Disregarding complex technical details, it’s clear: LayerZero should bear the main responsibility and face up to its design flaws.
Kelp DAO’s oversight was oversimplifying security by relying solely on a single verification node; if multi-signature, multi-node verification had been used, this attack could have been prevented. But ultimately, if LayerZero’s RPC nodes had not been compromised, the theft would never have occurred.
Follow-up developments and industry responses
Fortunately, nearly one-third of the stolen assets have been frozen and recovered by Arbitrum, and the authorities have locked down the hacker’s related funds.
From a decentralization perspective, on-chain project teams actively freezing assets is controversial. But in practical terms, given that layer-2 networks cannot be fully decentralized, taking proactive loss mitigation measures to protect user assets is more meaningful than just talking about ideals.
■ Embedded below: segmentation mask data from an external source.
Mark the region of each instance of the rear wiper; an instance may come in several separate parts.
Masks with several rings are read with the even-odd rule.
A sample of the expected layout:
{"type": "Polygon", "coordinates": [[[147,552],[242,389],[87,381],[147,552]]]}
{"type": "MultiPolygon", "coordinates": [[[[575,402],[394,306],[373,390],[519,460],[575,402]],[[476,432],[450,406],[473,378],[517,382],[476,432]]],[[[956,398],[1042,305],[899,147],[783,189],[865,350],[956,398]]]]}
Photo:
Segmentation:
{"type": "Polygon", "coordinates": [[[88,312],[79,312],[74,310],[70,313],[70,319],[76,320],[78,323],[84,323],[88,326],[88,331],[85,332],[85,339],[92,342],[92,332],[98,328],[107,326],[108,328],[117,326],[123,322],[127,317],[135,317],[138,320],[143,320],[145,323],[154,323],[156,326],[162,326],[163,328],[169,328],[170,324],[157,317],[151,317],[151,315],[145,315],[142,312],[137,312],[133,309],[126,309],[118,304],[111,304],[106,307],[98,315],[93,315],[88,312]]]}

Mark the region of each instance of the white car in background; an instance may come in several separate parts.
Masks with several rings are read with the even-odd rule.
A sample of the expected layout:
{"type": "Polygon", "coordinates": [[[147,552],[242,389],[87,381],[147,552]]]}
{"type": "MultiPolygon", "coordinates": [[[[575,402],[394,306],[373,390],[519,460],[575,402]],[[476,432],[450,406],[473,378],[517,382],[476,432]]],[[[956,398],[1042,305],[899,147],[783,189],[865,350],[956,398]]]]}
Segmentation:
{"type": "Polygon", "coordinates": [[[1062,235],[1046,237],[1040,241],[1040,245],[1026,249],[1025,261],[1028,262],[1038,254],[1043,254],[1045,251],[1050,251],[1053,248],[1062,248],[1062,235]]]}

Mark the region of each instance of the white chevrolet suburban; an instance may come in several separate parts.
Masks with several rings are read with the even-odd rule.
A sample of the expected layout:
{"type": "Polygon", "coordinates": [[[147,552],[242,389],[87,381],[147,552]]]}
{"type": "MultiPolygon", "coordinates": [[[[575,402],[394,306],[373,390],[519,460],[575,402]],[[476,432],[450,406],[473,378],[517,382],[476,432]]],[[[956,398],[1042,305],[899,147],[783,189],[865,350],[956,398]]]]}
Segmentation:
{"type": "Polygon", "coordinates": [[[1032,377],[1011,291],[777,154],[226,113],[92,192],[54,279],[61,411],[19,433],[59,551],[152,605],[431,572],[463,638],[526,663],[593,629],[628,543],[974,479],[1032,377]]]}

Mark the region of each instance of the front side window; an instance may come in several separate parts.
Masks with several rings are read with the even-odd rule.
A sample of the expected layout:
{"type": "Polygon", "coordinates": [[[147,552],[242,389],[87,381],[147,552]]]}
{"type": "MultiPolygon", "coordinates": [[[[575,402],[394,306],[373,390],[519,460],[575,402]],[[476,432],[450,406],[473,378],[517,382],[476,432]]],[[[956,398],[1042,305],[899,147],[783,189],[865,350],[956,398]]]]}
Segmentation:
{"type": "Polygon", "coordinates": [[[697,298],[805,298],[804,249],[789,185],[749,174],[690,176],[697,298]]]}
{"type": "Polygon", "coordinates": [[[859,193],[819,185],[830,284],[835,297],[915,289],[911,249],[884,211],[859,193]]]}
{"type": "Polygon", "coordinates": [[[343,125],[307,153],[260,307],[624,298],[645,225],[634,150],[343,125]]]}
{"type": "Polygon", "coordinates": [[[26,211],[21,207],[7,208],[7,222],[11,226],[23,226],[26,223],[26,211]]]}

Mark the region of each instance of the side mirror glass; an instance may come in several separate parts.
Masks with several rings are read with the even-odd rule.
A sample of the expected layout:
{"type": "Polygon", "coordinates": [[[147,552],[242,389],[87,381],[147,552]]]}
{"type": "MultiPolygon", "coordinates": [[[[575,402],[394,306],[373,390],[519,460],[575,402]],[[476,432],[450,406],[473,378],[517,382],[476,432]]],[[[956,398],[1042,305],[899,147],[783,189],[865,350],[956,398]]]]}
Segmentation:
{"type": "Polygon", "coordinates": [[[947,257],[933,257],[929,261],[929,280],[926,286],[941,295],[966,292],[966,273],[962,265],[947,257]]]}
Meanwhile, Aave is evaluating multiple solutions to cover the huge bad debt caused by this incident. Aave’s risk control partner, LlamaRisk, has proposed two main disposal plans:
Loss sharing across the entire network: distribute the losses uniformly across all deployed chains on Aave, with ETH lenders on the Ethereum mainnet bearing 1.54% of the loss;
Isolated loss management: limit losses to the layer-2 network where the hacker used rsETH for collateralized borrowing, with ETH lenders on Mantle potentially facing up to 71% loss.
All these estimates were made before Arbitrum froze 30,766 ETH from the hacker; the actual final loss could be significantly lower.
Additionally, Aave does not rule out using treasury funds to cover some bad debts, and Mantle’s official team has confirmed they are formulating asset recovery and compensation plans.
Personally, I hope the final solution can maximize user protection, achieving zero or minimal losses. For a long time, Aave has been a benchmark DeFi application in low-risk yield farming, but this security incident has seriously damaged its reputation.
After the incident, many voices have criticized the industry, claiming that top protocols are repeatedly experiencing failures and that DeFi is heading toward decline.
I do not agree with this view. Looking back at its development history, DeFi has faced multiple major crises but has always managed to repair, iterate, and restart to recover.
DeFi will not disappear because of this, but the entire industry must face the issues: before pursuing innovation and profits, security must become the top priority.